# Basic questions about 922



## Calvin386

After searching the forums I am left with a few questions about upgrading from 622 to 922.

First my setup: I have 622 in my living room (TV1) via hdmi. I have a component to my office for also watcing TV1. My Office also serves as my TV2. However I rarely use it for TV2 viewing. My 622 is usually in single mode. 

Now my questions: 1. Looking at a picture of the rear of the 922, it appears that the 922 has hdmi and component out hookups under TV1. Are both of these hot at the same time? Allowing me to use the same setup as I have now. HDMI to main LCD and component to Office LCD watching the same programming of course. 

I also noticed that there is a TV2 output with Yel Whi Red RCA jacks. Is this an SD TV2 out for dual channel watching? 



2. Searching the forums, I read that I can move my EHD from my 622 to a 922 but I can only copy from my EHD to the 922 and not move recorded programming from the 922 to the EHD. Is this true?

3. I understand there are no OTA hookups on the 922 but you can purchase an OTA module. Is this correct?

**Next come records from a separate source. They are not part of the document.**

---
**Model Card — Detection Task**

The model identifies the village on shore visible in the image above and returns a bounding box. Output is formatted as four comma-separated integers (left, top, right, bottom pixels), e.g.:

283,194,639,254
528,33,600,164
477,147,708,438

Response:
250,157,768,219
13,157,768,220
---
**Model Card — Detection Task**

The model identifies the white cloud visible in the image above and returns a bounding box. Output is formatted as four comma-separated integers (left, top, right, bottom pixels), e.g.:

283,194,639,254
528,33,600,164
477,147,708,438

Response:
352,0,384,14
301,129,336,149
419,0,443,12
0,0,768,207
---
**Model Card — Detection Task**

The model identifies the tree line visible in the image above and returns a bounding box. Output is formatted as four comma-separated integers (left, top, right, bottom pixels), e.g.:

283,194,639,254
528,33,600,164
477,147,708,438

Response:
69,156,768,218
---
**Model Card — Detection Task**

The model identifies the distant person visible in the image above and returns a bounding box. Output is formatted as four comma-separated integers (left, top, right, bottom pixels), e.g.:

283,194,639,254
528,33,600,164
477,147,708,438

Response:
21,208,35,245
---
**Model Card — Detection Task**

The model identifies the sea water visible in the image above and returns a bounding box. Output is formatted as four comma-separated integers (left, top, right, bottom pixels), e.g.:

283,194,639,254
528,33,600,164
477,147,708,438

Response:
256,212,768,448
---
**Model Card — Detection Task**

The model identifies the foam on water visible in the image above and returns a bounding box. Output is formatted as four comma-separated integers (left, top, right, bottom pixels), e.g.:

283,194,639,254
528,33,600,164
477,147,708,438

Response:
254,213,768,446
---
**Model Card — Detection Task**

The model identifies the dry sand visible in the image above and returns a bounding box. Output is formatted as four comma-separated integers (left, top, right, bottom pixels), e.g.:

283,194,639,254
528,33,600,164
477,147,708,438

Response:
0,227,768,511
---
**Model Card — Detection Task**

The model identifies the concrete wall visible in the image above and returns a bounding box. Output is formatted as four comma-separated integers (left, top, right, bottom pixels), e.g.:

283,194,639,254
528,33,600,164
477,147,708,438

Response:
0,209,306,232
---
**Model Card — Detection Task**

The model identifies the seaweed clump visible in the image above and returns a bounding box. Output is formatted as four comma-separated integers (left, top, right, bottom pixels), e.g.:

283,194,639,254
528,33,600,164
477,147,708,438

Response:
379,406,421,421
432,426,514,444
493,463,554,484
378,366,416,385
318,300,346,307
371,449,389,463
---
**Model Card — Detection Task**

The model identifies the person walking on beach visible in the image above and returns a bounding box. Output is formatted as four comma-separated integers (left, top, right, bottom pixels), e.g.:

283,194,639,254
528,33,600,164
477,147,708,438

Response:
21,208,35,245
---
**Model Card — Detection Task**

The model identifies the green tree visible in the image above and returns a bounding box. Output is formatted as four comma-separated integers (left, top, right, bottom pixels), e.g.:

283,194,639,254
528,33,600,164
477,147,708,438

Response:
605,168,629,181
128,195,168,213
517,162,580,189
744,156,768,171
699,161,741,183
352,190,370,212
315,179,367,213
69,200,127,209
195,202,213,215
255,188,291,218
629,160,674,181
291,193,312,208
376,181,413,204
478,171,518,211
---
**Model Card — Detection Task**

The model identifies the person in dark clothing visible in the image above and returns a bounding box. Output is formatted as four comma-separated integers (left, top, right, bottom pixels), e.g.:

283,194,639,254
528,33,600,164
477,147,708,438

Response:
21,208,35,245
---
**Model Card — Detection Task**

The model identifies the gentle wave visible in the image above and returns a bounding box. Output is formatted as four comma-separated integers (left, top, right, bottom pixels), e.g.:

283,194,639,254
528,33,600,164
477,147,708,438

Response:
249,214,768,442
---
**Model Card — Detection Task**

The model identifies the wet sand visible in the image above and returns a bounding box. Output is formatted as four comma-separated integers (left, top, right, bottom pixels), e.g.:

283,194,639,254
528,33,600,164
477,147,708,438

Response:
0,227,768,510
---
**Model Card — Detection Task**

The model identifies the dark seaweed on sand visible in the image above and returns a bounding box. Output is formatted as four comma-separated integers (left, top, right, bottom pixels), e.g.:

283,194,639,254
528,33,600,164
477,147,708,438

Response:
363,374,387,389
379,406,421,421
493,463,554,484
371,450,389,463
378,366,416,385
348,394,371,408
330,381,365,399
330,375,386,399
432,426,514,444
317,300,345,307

4. Currently I don't have and eithernet cable to my 622 but I can run one if I have to. Is it better to hardwire the 922 or could I use a wireless bridge like the ones that slingbox sells?

5. Fees...I would have a 922 and a 211. The DVR fee would go from 7 to 10 I understand. Anything else?

6. Will my UHF remote that I have for my 622 operate the 922 or will I have to purchase an additional 922 uhf remote?

I want to upgrade for the sling and the upgraded user interface. 

Thanks in advance


----------



## P Smith

Well, I recall seen same questions and a lot of answers to them here ... Perhaps Search and reading could cut 99% of them ?


----------



## Stewart Vernon

Calvin386 said:


> Now my questions: 1. Looking at a picture of the rear of the 922, it appears that the 922 has hdmi and component out hookups under TV1. Are both of these hot at the same time? Allowing me to use the same setup as I have now. HDMI to main LCD and component to Office LCD watching the same programming of course.
> 
> I also noticed that there is a TV2 output with Yel Whi Red RCA jacks. Is this an SD TV2 out for dual channel watching?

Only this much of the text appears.